Los contornos de la «rebelión»: historiografía, modernidad y democracia

En efecto, hemos dicho que se trata de una «rebelión historiográfica», cuando menos, contra lo que ellos mismos y algunos otros han definido en los trabajos que analizarán y en otros anteriores, como la «única filosofía política» creada por el Estado venezolano[3]; es decir, contra la base en la que ha buscado (y hallado) legitimidad para ese modelo de vida que esperamos construir desde la Independencia y que solamente en la República, tal es nuestra convicción, podemos alcanzar[4]; en fin: lo que el que más ha reflexionado sobre el punto del grupo que acá traemos a colación, Germán Carrera Damas, llamó el proyecto nacional[5]. Rebelarse, pues, contra esta filosofía, algo indica de la situación de ese Estado, de esa nación, de ese proyecto y de esos ciudadanos a casi dos siglos de existencia.

Pero hay más: esta rebelión es producto de una «revolución historiográfica» más amplia; la que se generó en nuestra visión de la historia producto de la profesionalización y modernización del oficio de historiador que se da a mediados del siglo XX, y que fue de la mano, retroalimentándose, con la democracia como nuevo sentido de la vida nacional. Véase bien: quienes se rebelan son historiadores y forman parte de una de las instituciones que por más largo tiempo y de manera más enérgica defendió y promovió al Bolivarianismo, se batió en batalla contra todo aquello que pudiera mancillar el sagrado nombre del semidiós, como lo llamó la retórica guzmancista, el Libertador –recuérdese nomás la cruzada emprendida contra Salvador de Madariaga en 1951– y acunó a muchos de los más intensos representantes del Bolivarianismo venezolano, como Rufino Blanco Fombona, Mons. Eugenio Nicolás Navarro, el cardenal José Humberto Quintero, J.A. Cova, José Luis Salcedo Bastardo, ¡y hasta estuvo a punto de hacerlo con el general Eleazar López Contreras, al que eligió entre sus miembros, pero quien finalmente declinó el honor y no se incorporó a ella![6]… la Academia Nacional de la Historia. O lo que es lo mismo: que estos «rebeldes» parecían llamados a ser oficiantes de una congregación que tuvo no poco que ver con el fomento de aquello de lo que, espantados por los más recientes y estruendosos resultados de la prédica, marcan distancia. ¿Se trata, entonces, de una simple disidencia, de un cisma en el que los teólogos y predicadores más notables, pero que se han hecho más moderados porque sus lecturas así los han vuelto, se marchan, indignados por los excesos del resto de la feligresía embebida en las manifestaciones exteriores del culto? ¿O se trata de algo más hondo?

Se trata de algo más hondo.
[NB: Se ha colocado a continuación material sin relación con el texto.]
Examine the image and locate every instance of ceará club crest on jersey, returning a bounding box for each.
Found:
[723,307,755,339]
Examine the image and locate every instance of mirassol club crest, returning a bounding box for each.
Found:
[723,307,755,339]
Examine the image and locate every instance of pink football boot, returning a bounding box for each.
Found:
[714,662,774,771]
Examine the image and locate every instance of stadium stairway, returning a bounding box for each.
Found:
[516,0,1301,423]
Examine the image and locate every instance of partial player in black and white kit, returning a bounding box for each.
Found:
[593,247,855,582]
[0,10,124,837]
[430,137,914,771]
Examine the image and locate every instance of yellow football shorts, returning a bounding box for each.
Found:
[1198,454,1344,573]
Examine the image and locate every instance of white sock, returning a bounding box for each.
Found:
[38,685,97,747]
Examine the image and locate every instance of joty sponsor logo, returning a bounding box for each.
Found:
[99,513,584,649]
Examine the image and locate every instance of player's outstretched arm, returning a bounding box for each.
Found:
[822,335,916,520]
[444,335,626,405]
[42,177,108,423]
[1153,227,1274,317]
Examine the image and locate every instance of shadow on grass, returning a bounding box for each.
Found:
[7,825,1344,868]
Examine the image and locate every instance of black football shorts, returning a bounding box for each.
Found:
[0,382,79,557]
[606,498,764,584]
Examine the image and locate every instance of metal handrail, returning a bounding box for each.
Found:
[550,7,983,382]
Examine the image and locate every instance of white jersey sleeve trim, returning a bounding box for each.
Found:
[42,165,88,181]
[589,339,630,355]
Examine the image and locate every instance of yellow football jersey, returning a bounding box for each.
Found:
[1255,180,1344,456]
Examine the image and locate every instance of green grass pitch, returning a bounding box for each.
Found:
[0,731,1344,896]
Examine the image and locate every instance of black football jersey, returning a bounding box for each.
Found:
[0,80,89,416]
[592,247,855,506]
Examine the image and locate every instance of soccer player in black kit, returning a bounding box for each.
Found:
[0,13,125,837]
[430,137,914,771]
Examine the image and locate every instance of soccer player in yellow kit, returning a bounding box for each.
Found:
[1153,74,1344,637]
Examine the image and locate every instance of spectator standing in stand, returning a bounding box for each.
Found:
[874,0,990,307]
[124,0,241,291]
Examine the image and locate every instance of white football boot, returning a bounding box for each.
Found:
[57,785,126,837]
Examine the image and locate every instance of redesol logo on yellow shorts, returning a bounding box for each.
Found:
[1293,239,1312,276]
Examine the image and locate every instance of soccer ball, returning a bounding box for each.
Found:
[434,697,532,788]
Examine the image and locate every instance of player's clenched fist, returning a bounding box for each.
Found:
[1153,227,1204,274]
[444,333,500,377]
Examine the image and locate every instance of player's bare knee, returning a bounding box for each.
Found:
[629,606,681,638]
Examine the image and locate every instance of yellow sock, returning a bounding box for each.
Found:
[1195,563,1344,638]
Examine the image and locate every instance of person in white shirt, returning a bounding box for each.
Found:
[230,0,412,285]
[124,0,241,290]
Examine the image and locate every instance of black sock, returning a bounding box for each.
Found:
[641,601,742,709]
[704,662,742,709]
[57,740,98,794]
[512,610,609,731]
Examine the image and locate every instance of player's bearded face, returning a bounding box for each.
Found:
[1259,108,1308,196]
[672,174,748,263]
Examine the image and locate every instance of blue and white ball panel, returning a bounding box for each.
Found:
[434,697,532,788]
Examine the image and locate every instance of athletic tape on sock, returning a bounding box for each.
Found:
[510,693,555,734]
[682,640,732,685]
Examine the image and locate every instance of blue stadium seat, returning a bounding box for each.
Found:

Como dijimos, tal es nuestra hipótesis. El Bolivarianismo se va amasando a lo largo del siglo XIX como la herramienta de un Estado y de una elite urgidos de una fuerza capaz de cohesionar a un colectivo disperso; así como de un lenitivo susceptible de calmar las heridas que un balance más bien desalentador de lo que la República demostró ser cuando finalmente se consolida la Independencia, generó entre los venezolanos ya a mediados de la década de 1830. La llamada Historia Patria, cuya función fundamental fue justificar la emancipación y que tuvo en su fase romántica (circa 1840-1890, inclusive, si somos muy amplios, aunque sigue habiendo discursos esencialmente románticos hasta hoy) su momento de mayor despliegue, cumplió plenamente esta labor[7]. Bolívar es entonces, y lo siguió siendo por más de un siglo, una salvación. Un asidero para que una sociedad extremadamente insatisfecha con los resultados del proyecto en el que se embarcó, no se sintiera aventada a la desesperación. Como veremos en el próximo capítulo, frente al «discurso del desencanto» que rápidamente se expande entre las elites ante la distancia, que no pocas veces parecieron insalvables, entre lo soñado y lo obtenido[8], la gesta heroica, la Edad de Oro de los Padres de la Patria tuvo el poder de un antídoto milagroso: «seremos porque hemos sido», la solución del «optimismo lírico» frente al «pesimismo sistemático»[9]. Por eso fue que la Historia Patria y su Bolivarianismo pudieron convertirse en la «filosofía» del Estado venezolano.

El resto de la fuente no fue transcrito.